Table of Contents
Curiosity not only kills the cat!
Home Technology peripherals AI AI curiosity doesn't just kill the cat! MIT's new reinforcement learning algorithm, this time the agent is 'difficult and easy to take all'

AI curiosity doesn't just kill the cat! MIT's new reinforcement learning algorithm, this time the agent is 'difficult and easy to take all'

Apr 13, 2023 pm 04:19 PM
ai algorithm mit

Everyone has encountered an age-old problem.

It’s a Friday night and you’re trying to pick a restaurant to eat at, but you don’t have a reservation. Should you wait in line at your favorite restaurant that’s packed with people, or try a new restaurant in the hope of discovering some tastier surprises?

The latter does have the potential to lead to surprises, but this kind of curiosity-driven behavior comes with risks: the food at that new restaurant you try might be even tastier.

Curiosity is the driving force for AI to explore the world, and there are countless examples - autonomous navigation, robot decision-making, optimized detection results, etc.

In some cases, machines use "reinforcement learning" to accomplish a goal. In this process, the AI ​​agent repeatedly learns from good behaviors that are rewarded and bad behaviors that are punished.

AI curiosity doesnt just kill the cat! MITs new reinforcement learning algorithm, this time the agent is difficult and easy to take all

Just like the dilemma humans face when choosing a restaurant, these agents are also trying to balance the time it takes to discover better actions (exploration) and taking the past that results in high rewards time of action (utilization).

Curiosity that is too strong will distract the agent from making a favorable decision, while curiosity that is too weak means that the agent will never be able to discover a favorable decision.

In pursuit of making AI agents have "just the right amount" of curiosity, researchers from MIT's Computer Science and AI Laboratory (CSAIL) created an algorithm that overcomes the problem of AI being too "curious" and problems with being distracted by the task at hand.

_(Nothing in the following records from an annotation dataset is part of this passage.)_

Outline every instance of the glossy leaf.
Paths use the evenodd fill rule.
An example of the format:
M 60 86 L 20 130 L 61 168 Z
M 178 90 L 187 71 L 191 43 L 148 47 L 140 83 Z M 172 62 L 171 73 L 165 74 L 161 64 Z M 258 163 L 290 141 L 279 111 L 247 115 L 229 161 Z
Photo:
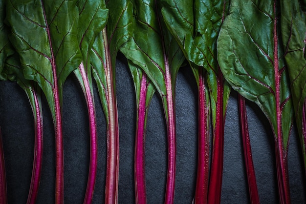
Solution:
M 208 200 L 211 202 L 216 200 L 219 203 L 222 182 L 224 123 L 230 88 L 219 70 L 217 61 L 216 42 L 220 26 L 228 13 L 228 1 L 164 1 L 166 3 L 162 13 L 167 26 L 191 63 L 192 67 L 197 67 L 193 71 L 198 84 L 199 68 L 192 64 L 203 67 L 208 72 L 206 82 L 210 92 L 214 141 Z M 197 188 L 196 202 L 202 203 L 207 200 L 208 185 L 206 184 L 200 190 L 204 194 L 201 196 L 197 195 Z M 201 186 L 203 188 L 203 185 Z
M 84 203 L 89 204 L 92 202 L 93 196 L 98 160 L 97 131 L 90 53 L 95 37 L 106 24 L 108 10 L 104 0 L 79 0 L 77 5 L 79 12 L 78 37 L 83 60 L 74 72 L 85 96 L 88 114 L 90 156 L 88 181 Z
M 133 36 L 121 51 L 145 72 L 162 98 L 168 135 L 168 176 L 165 203 L 173 203 L 175 168 L 175 82 L 184 58 L 161 16 L 161 3 L 134 0 Z M 152 46 L 154 45 L 154 46 Z
M 275 140 L 280 201 L 289 203 L 287 154 L 293 111 L 278 28 L 279 5 L 276 0 L 236 0 L 230 8 L 218 39 L 219 63 L 232 87 L 256 102 L 268 119 Z
M 281 1 L 281 26 L 284 58 L 291 82 L 292 101 L 306 166 L 306 121 L 303 107 L 306 98 L 306 24 L 305 12 L 297 0 Z
M 4 24 L 5 18 L 4 0 L 0 0 L 0 79 L 5 80 L 1 75 L 6 58 L 13 54 L 13 50 L 8 41 L 8 29 Z
M 129 39 L 128 26 L 132 14 L 130 1 L 109 1 L 107 7 L 109 9 L 108 23 L 95 38 L 90 53 L 90 61 L 107 122 L 105 203 L 117 203 L 119 151 L 115 67 L 118 50 Z
M 81 63 L 78 9 L 72 0 L 8 0 L 10 40 L 20 56 L 24 77 L 37 82 L 46 96 L 55 131 L 55 202 L 64 200 L 61 103 L 63 86 Z M 65 20 L 63 22 L 63 20 Z
M 35 127 L 34 159 L 27 204 L 35 203 L 43 167 L 43 126 L 40 88 L 35 82 L 24 79 L 18 55 L 15 54 L 7 59 L 3 72 L 7 79 L 16 81 L 24 90 L 32 107 Z

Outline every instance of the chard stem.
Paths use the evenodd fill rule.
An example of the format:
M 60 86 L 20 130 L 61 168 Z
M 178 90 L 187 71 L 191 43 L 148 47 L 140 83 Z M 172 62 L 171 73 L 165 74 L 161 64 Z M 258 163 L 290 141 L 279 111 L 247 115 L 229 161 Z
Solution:
M 241 95 L 238 94 L 238 101 L 240 127 L 242 137 L 244 161 L 246 169 L 250 199 L 251 204 L 259 204 L 259 196 L 258 195 L 258 190 L 257 189 L 257 184 L 256 184 L 255 171 L 252 157 L 252 150 L 251 149 L 251 143 L 248 127 L 245 100 L 244 98 Z
M 117 102 L 112 76 L 113 68 L 109 53 L 109 41 L 106 28 L 102 30 L 106 48 L 106 64 L 107 83 L 107 101 L 109 102 L 109 124 L 107 129 L 107 162 L 105 192 L 106 204 L 118 203 L 118 186 L 119 182 L 119 129 Z
M 147 76 L 144 72 L 140 85 L 139 102 L 137 108 L 137 122 L 135 139 L 134 169 L 135 202 L 137 204 L 147 203 L 145 173 L 145 141 L 146 129 L 145 122 L 147 116 L 147 109 L 146 106 L 147 85 Z
M 27 201 L 27 204 L 35 204 L 36 202 L 43 164 L 43 126 L 42 111 L 41 105 L 38 99 L 37 92 L 34 86 L 34 85 L 32 86 L 33 88 L 30 89 L 30 91 L 34 97 L 35 102 L 34 104 L 35 107 L 32 107 L 33 114 L 35 119 L 34 125 L 35 127 L 34 156 L 32 171 L 32 179 Z
M 175 133 L 175 113 L 173 87 L 171 83 L 171 75 L 168 61 L 165 59 L 165 82 L 166 82 L 167 111 L 168 118 L 168 173 L 166 185 L 165 204 L 173 204 L 174 202 L 174 193 L 175 180 L 175 166 L 176 158 L 176 141 Z
M 208 189 L 209 204 L 219 204 L 223 172 L 224 132 L 225 116 L 223 116 L 223 97 L 224 78 L 219 68 L 217 75 L 217 101 L 216 126 L 214 129 L 212 166 Z
M 83 84 L 83 85 L 81 86 L 83 89 L 83 93 L 86 98 L 89 117 L 90 156 L 88 181 L 84 202 L 84 204 L 89 204 L 91 203 L 92 201 L 97 174 L 97 163 L 98 161 L 95 111 L 93 102 L 93 96 L 91 93 L 87 75 L 85 71 L 83 61 L 79 66 L 78 69 L 75 71 L 79 72 L 81 74 L 82 79 L 80 79 L 79 81 L 80 83 Z
M 197 172 L 195 198 L 196 204 L 207 203 L 208 192 L 209 133 L 208 123 L 209 106 L 207 105 L 205 80 L 202 69 L 202 67 L 199 67 L 199 134 Z
M 2 134 L 0 130 L 0 203 L 7 203 L 6 194 L 6 179 L 5 176 L 5 164 L 2 143 Z
M 276 0 L 274 0 L 273 12 L 276 14 Z M 275 14 L 276 15 L 276 14 Z M 281 204 L 290 203 L 290 189 L 289 188 L 289 177 L 287 153 L 288 143 L 284 144 L 282 129 L 282 106 L 281 105 L 281 75 L 279 68 L 278 61 L 278 36 L 277 33 L 278 18 L 275 17 L 273 25 L 274 42 L 274 67 L 275 80 L 275 102 L 276 106 L 276 119 L 277 122 L 277 132 L 275 134 L 275 151 L 277 165 L 277 177 L 278 181 L 279 195 L 280 203 Z M 288 140 L 289 141 L 289 140 Z M 284 145 L 287 148 L 285 149 Z
M 302 149 L 304 153 L 304 171 L 305 172 L 305 175 L 306 175 L 306 153 L 305 151 L 306 150 L 306 100 L 304 101 L 304 104 L 303 106 L 303 113 L 302 113 L 302 134 L 303 137 L 302 140 L 303 140 L 301 143 L 303 144 L 302 146 Z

The algorithm they developed automatically increases curiosity when needed and decreases it if the agent has enough supervision from the environment that it already knows what to do.

AI curiosity doesnt just kill the cat! MITs new reinforcement learning algorithm, this time the agent is difficult and easy to take all

Paper link: https://williamd4112.github.io/pubs/neurips22_eipo.pdf

After testing with more than 60 video games, this algorithm Able to succeed in exploration tasks of varying difficulty, whereas previous algorithms could only solve easy or hard difficulties individually. This means that AI agents can use less data to learn decision rules and maximize incentives.

"If you have a good grasp of the exploration-exploitation trade-off, you can learn the correct decision rules more quickly, and anything less requires a lot of data, which can mean the consequences of It's suboptimal medical treatment, the site's profits are down, and the robot doesn't learn to do the right thing."

Pulkit Agrawal, one of the study leaders, a professor at MIT and director of the Improbable AI Laboratory, said. ​

Curiosity not only kills the cat!

It seems difficult to explain the psychological basis of curiosity from a psychological perspective. We have not yet fully understood the underlying neurological principles of this challenge-seeking behavior.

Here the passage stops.